Please note that the classifier is wrapped in KerasClassifier which is imported from scikeras library.
sklearn KerasClassifier does not handle multioutput models

In [None]:
pipeline = Pipeline([
   ('vect', CountVectorizer(tokenizer=tokenize)),
   ('tfidf', TfidfTransformer()),
   ('debug', modify_input()),
   ('clf', KerasClassifier(model=get_model, 
                        number_of_layers=2, 
                        depth_of_layers=20, 
                        epochs=10, 
                        batch_size=512, 
                        verbose=0, 
                        loss='binary_crossentropy', 
                        optimizer='adam',
                        metrics=['accuracy']))])

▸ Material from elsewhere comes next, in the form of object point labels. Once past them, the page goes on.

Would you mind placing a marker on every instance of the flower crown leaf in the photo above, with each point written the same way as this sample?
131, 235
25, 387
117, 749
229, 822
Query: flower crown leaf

Define the parameters to be tuned including the depth and the number of hidden layers.

In [None]:
parameters = {'vect__binary': (True, False),
         'vect__max_df': (0.5, 1.0),
         'tfidf__use_idf': (True, False),
         'clf__epochs':[50, 100],
         'clf__number_of_layers':[2,5,10],
         'clf__depth_of_layers':[10,20,50]
             }

In [None]:
cv = GridSearchCV(pipeline, scoring='accuracy', param_grid=parameters, cv=2, verbose=2)
cv.fit(X_train, y_train)
#predict on test data
y_pred = cv.predict(X_test)

Test the model and show the accuracy, precision, and recall of the tuned model. 

In [32]:
display_results(y_test, y_pred)

for column_number, column_name in enumerate(y_test.columns):
   print(f"Clasification Report for the feature {column_name} is:\n")
   print(classification_report(y_test[column_name], y_pred[:,column_number]))

(19635, 36)

### 9. Export your model as a pickle file

### 10. Use this notebook to complete `train.py`
Use the template file attached in the Resources folder to write a script that runs the steps above to create a database and export a model based on a new dataset specified by the user.